A la contra

Sobredosis permanente

Por Jorge Nagore - Sábado, 22 de Abril de 2017 - Actualizado a las 08:49h

Me juego una cena a que no más de 5 de cada 100 de ustedes serían capaces de decir el nombre de un director de un periódico catalán o vasco desde 1975, ya sea La Vanguardia, El Periódico, Deia, El Correo, el que sea. En cambio, la inmensa mayoría, saben perfectamente quiénes son Cebrián, Pedro Jota, Ansón, Marhuenda, Inda, Escolar, etc, etc, etc. Esto, que ocurre con el periodismo, sucede de igual manera con el panorama político ustedes recuerdan de sobra a Tierno Galván, Barranco y Rodríguez Sahagún, por poner, pero difícil que recordemos quién fue el alcalde de Sevilla de 1983 a 1991 o el de Valencia o el de Zaragoza, el cultural a mí García-Alix y toda la Movida me sale por las orejas, el social, el deportivo, el militar, el económico y, por supuesto, el mediático.
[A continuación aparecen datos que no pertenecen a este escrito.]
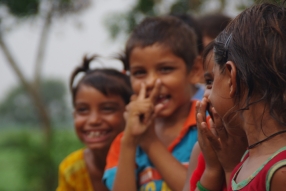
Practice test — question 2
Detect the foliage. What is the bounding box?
[0,127,83,191]
[106,0,283,39]
[0,79,71,126]
[0,0,40,17]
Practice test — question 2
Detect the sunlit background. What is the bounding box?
[0,0,266,191]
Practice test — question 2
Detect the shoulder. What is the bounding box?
[270,165,286,191]
[105,132,123,169]
[60,149,84,171]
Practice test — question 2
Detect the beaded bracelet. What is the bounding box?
[197,181,209,191]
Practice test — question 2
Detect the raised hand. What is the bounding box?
[124,80,163,145]
[196,98,222,171]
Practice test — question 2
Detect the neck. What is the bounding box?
[243,103,286,156]
[155,102,191,128]
[86,148,108,172]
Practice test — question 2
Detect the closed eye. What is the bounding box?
[131,69,146,78]
[159,66,175,74]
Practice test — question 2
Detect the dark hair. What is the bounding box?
[202,41,214,68]
[199,13,231,39]
[120,16,198,70]
[70,56,132,105]
[214,3,286,126]
[171,13,204,54]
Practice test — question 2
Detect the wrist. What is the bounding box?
[200,168,225,190]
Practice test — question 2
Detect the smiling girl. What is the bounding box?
[57,57,132,191]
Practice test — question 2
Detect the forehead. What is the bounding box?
[203,50,215,71]
[130,44,186,69]
[75,85,123,103]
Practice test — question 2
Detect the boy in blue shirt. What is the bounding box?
[103,16,202,191]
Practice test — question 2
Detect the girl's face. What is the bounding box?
[204,51,214,99]
[130,44,196,117]
[74,85,125,150]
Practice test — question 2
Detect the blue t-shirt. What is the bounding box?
[103,101,197,191]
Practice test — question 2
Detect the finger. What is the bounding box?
[143,104,154,124]
[130,94,138,101]
[138,83,146,100]
[199,98,208,121]
[149,79,161,103]
[201,122,221,151]
[211,108,228,141]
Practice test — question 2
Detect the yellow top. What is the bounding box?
[56,149,93,191]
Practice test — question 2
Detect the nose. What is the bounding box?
[88,111,102,126]
[145,72,158,92]
[204,88,211,99]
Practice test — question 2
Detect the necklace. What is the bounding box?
[248,130,286,149]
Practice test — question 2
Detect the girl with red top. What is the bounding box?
[194,3,286,191]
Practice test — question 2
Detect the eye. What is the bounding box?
[205,79,213,89]
[131,69,146,78]
[160,66,174,74]
[100,104,118,114]
[75,106,89,114]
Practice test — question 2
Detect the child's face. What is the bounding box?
[208,63,235,120]
[129,44,194,117]
[74,85,125,150]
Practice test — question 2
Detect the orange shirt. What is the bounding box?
[56,149,93,191]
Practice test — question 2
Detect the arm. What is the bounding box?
[112,81,163,191]
[141,138,190,191]
[270,166,286,191]
[112,136,137,191]
[56,164,73,191]
[183,142,201,191]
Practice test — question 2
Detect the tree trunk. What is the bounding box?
[0,33,51,144]
[34,1,54,89]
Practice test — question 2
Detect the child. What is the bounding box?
[198,3,286,191]
[198,13,231,47]
[103,17,202,190]
[57,57,132,191]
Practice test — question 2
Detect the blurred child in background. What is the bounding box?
[198,13,231,47]
[103,16,202,191]
[57,57,132,191]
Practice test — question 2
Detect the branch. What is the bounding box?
[0,33,51,144]
[34,1,54,89]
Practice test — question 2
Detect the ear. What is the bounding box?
[225,61,237,97]
[72,109,75,120]
[188,56,204,84]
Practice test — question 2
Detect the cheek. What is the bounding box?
[131,79,141,94]
[105,112,125,131]
[204,88,211,98]
[73,116,86,130]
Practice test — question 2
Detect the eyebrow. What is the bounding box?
[204,72,213,78]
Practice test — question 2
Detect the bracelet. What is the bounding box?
[197,181,209,191]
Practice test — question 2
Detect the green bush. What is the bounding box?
[0,128,83,191]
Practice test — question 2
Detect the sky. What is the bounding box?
[0,0,239,102]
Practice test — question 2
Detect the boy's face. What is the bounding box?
[129,44,192,117]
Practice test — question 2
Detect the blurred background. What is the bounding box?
[0,0,274,191]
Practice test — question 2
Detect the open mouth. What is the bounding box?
[85,131,108,138]
[156,95,171,105]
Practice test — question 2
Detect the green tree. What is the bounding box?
[0,0,90,143]
[0,79,72,127]
[106,0,283,39]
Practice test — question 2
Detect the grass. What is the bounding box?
[0,128,83,191]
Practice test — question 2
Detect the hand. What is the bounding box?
[196,98,223,172]
[124,80,163,145]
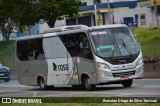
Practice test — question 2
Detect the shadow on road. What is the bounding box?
[26,86,128,92]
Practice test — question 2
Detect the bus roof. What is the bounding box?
[16,34,43,41]
[17,24,127,41]
[89,24,127,29]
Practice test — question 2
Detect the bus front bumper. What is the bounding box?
[97,64,144,84]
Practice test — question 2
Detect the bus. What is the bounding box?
[16,24,144,90]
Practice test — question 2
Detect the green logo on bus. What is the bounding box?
[53,62,68,71]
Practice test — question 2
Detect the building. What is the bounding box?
[66,0,156,28]
[0,0,160,39]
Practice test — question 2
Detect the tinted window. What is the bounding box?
[60,33,93,60]
[17,39,44,61]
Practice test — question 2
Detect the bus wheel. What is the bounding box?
[83,77,95,91]
[122,79,133,88]
[38,77,47,90]
[72,85,81,89]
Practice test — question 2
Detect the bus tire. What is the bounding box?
[122,79,133,88]
[83,77,95,91]
[38,77,47,90]
[72,85,81,89]
[4,78,10,82]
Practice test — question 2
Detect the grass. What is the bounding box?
[0,41,15,69]
[0,28,160,67]
[132,28,160,57]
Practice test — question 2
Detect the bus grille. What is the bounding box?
[113,71,135,77]
[0,68,8,72]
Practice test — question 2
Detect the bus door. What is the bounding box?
[43,36,69,85]
[76,32,96,84]
[59,34,79,85]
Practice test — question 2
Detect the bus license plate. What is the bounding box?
[0,74,4,76]
[121,76,129,80]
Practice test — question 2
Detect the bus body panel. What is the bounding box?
[17,60,48,85]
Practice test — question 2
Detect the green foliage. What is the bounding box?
[0,0,81,40]
[132,27,160,57]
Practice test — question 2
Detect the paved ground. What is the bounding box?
[0,79,160,97]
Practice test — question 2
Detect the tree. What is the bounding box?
[0,0,15,40]
[35,0,81,27]
[0,0,39,40]
[0,0,81,40]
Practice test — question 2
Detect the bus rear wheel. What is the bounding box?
[122,79,133,88]
[38,77,54,90]
[38,77,47,90]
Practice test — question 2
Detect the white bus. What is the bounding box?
[16,24,143,90]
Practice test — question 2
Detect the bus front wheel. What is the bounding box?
[122,79,133,88]
[83,77,95,91]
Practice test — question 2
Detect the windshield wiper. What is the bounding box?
[121,38,133,57]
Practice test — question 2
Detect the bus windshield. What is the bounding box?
[88,27,140,58]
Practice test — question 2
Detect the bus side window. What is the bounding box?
[17,38,45,61]
[77,33,93,60]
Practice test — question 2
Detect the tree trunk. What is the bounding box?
[2,32,10,41]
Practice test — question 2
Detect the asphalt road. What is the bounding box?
[0,79,160,97]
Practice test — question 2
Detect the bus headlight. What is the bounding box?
[137,59,143,66]
[97,62,109,69]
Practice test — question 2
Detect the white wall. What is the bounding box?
[113,7,155,28]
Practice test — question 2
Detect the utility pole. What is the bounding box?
[107,0,112,24]
[94,4,98,26]
[154,0,159,27]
El achicharre al que nos someten con las tramas que suceden en Madrid es de un tamaño desmesurado y grotesco, imagino que del calibre con el que a veces se vivirá en pueblos u otras localidades más pequeñas que la capital cuando se escribe, como yo, desde Pamplona, creyendo, equivocadamente, que los asuntos que pasan en Pamplona son de interés también aunque sea pequeño para el de Elizondo o Tudela, cuando supongo que les importara un higo, lo cual es muy lógico. Asumo entonces ese error y trataré de minimizarlo, pero aún con todo creo que es incomparable con el bombardeo que sufre todo el país desde hace años y de modo inmisericorde con todo lo que sucede en Madrid, hasta extremos abusivos, especialmente si tenemos en cuenta que la Comunidad de Madrid acoge al 13% de la población española, mientras que ¡no acoge! al 87% restante, a los que se nos obliga a tratar con su paisanaje y sus cuitas día sí y día también desde hace décadas como si fuesen propios y viviésemos en Torrelodones. He dicho creo ya varias veces que la primera independencia que necesita España es la de Madrid. Urge.